Peneliti lain, Ir. Sutijan, MT, Ph.D menambahkan bahwa kelebihan dari teknologi yang dikembangkan oleh PSE Research Group adalah terjadinya pengurangan capital cost karena berkurangnya reaktor, pipa dan instrumentasinya. Disamping itu, beaya operasi atau beaya per unit massa produk menjadi lebih murah karena konversi yang diperoleh lebih tinggi. Dari sisi unit operasi, karena reaksi dan pemisahan berjalan pada satu alat sehingga lebih kompak dibandingkan dengan proses batch. “Proses produksi biodiesel yang dikembangkan ini berlangsung secara kontinyu, sehingga cocok untuk kapasitas besar, karena bisa lebih menghemat waktu dan tenaga untuk operasi,” tambah Sutijan, yang juga staf pengajar Teknik Kimia, UGM.

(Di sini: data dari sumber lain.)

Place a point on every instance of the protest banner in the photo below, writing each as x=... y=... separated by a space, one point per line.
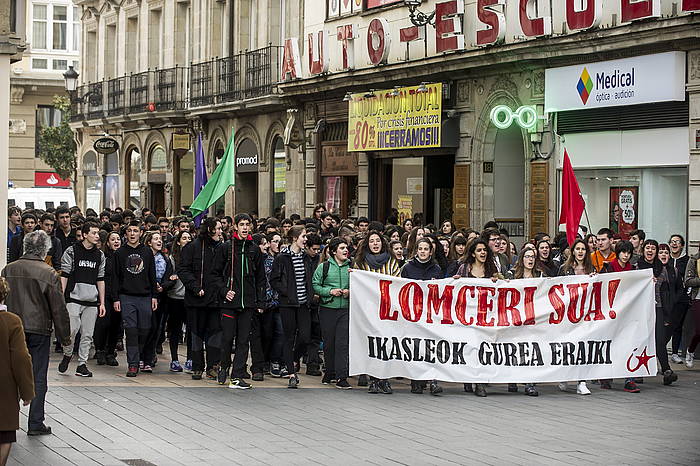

Sementara itu, Ir. Rochmadi, SU, Ph.D anggota peneliti PSE Research Group menambahkan bahwa saat ini miniplant pabrik biodiesel secara kontinyu dengan kapasitas 15 liter perhari sudah beroperasi di Teknik Kimia, FT UGM. Miniplant ini diharapkan bisa diaplikasikan pada skala besar, yaitu untuk scale up ke kapsitas menengah atau sekitar 500 – 1000 liter perhari. “Tahapan ini sangat diperlukan sebelum pabrik skala besar berdiri, terutama untuk memastikan konfigurasi pabrik bisa berjalan dengan baik dan sekaligus akan sangat berguna bagi SDM yang akan mengoperasikan pabrik skala besar”, imbuh Rochmadi.